Recently, I was the Veteran in need of employment support.

Due to an organizational restructure, I found myself in the same space as many of those I have helped. So what did I do? I took my own advice and exercised some of the strategies and tactics that I encourage Veterans to use when conducting a job search. From updating my résumé, to tapping my personal and professional networks for job leads, I used a multi-pronged approach to quickly find a new position, so I wouldn’t become an unemployment statistic.

More than five years ago, the overall rate for Veteran unemployment was over 8 percent. To address those concerning statistics, the White House launched an initiative to improve employment opportunities for transitioning and disabled Veterans within the federal government. Current numbers prove the effort worked. According to December statistics from the U.S. Department of Labor, the Veteran unemployment rate was 4.1 percent, down from 4.8 percent a year ago, and the lowest since May 2016.

But if you’re a Veteran facing unemployment, those favorable numbers mean little if you can’t pay the bills. So, here are some strategies to help your job search:

  • Update your resume. Tailor your résumé to include some of the language from the job to which you are applying. Don’t do a word-for-word cut and paste from the job description to your résumé. It will turn off most hiring managers, and may even hurt your chances of being hired. Instead, tweak your résumé to include some of the key words from the job description.

 

  • Network, network, network. Reach out to everyone you know personally and professionally and let them know you are in the market for a new job. I contacted recruiters, employment specialists, friends, and even family members to ask for job leads.

 

  • Apply for the job. This may sound simple, but you have to go beyond reviewing the job, talking about the job to others and actually apply for the job. I dedicated myself to applying for at least five jobs per week. Some weeks I missed this mark; others, I exceeded the goal. I spent many late nights tailoring my résumé for each job to which I applied. I even applied for jobs I was not 100 percent sure I wanted, but my goal was to create as many options as possible for myself.

 

  • Clean up your social media accounts. We leave a digital footprint each time we post content to a social media site, so present your best online image to a prospective employer. Remove inappropriate content that could negatively impact your hiring prospects, and share subjects that show your professional expertise. Many companies use social networking sites to research job candidates as well as to query your mutual online connections about your background.

 

  • Take care of yourself.  A job loss is a professional crisis, but it can affect your overall wellbeing, so look for ways to maintain your health — physically, emotionally and mentally. In my case, I exercised a little more, ate healthier meals and reached out to friends and family to provide comfort and encouragement.

 

 

 

Author

VA Careers

Comments

  1. Michele Mikuta    

    Please be sure when updating a Federal Government resume that you always include the month and year you started a position, the month and year that you completed the position, and whether you were FT or PT, how many hours. The federal government doesn’t want your resume to be brief, we need it to be as detailed as possible. Read the Qualifications section of the Announcement as posted, you should be able to look at the qualification and if you can say to yourself, “yes, I have that experience”, then look at your resume, did you document it in your resume? HR Specialist cannot assume anything in your resume. Do not generalize your experience, be specific! Some examples, “I was a Police Officer and did EMT duties”, is very general. When you were a Police Officer, did you have arrest authority? Did you maintain crime scenes? This seems very basic, but would disqualify you due to lack of details “minimum qualifications”.

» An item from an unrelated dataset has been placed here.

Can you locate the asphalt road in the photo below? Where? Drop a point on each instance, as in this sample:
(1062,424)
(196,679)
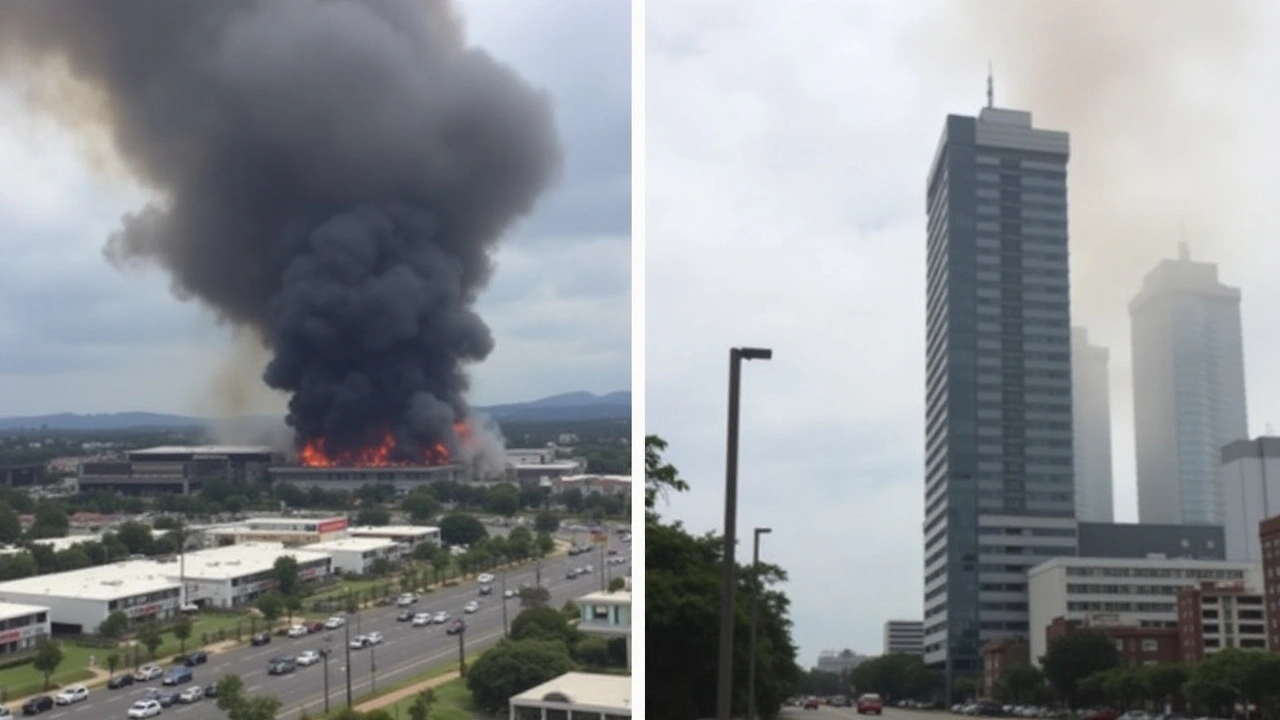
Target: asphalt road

    Also, if you were a Veteran, please don’t just say you were in the Navy, Marine Corps, Army, Air Force, or Coast Guard for such and such years. Be specific of what exactly you did in the military. As a Veteran myself, we know our MOS is one thing, but you did a lot of other duties. If you were in transportation, what type of vehicles, did you do maintenance on the vehicles. In logistics, did you work with computers, utilizing forklifts, etc. This is specialized experience.

    The HR Specialists review everywhere on your resume for specialized experience, if you didn’t place it on there, then we can’t review it, and you might miss out on an opportunity to qualify for a position.

  2. T Kirschbaum    

    If your background is in IT, and covers over 30 yrs, the only thing that truly works: Don’t get laid-off especially if you’re in your 50’s. Otherwise, U B SOL!

  3. Christopher Cobbs    

    I would like to discuss opportunities with someone directly on job placement.

  4. Rebeca Argiro    

    I once applied for a vocational Rehabilitation Counselor position with the VA. I have been a state Vocational Rehabilitation Counselor for 5 years and my application was rejected saying that I am not qualified. It would be great if there was some kind of assistance to civilians (although I am both a non combat veteran and the spouses of a 70% disabled Purple Heart vet) to write the federal resume correctly to be accepted in to the candidate pool.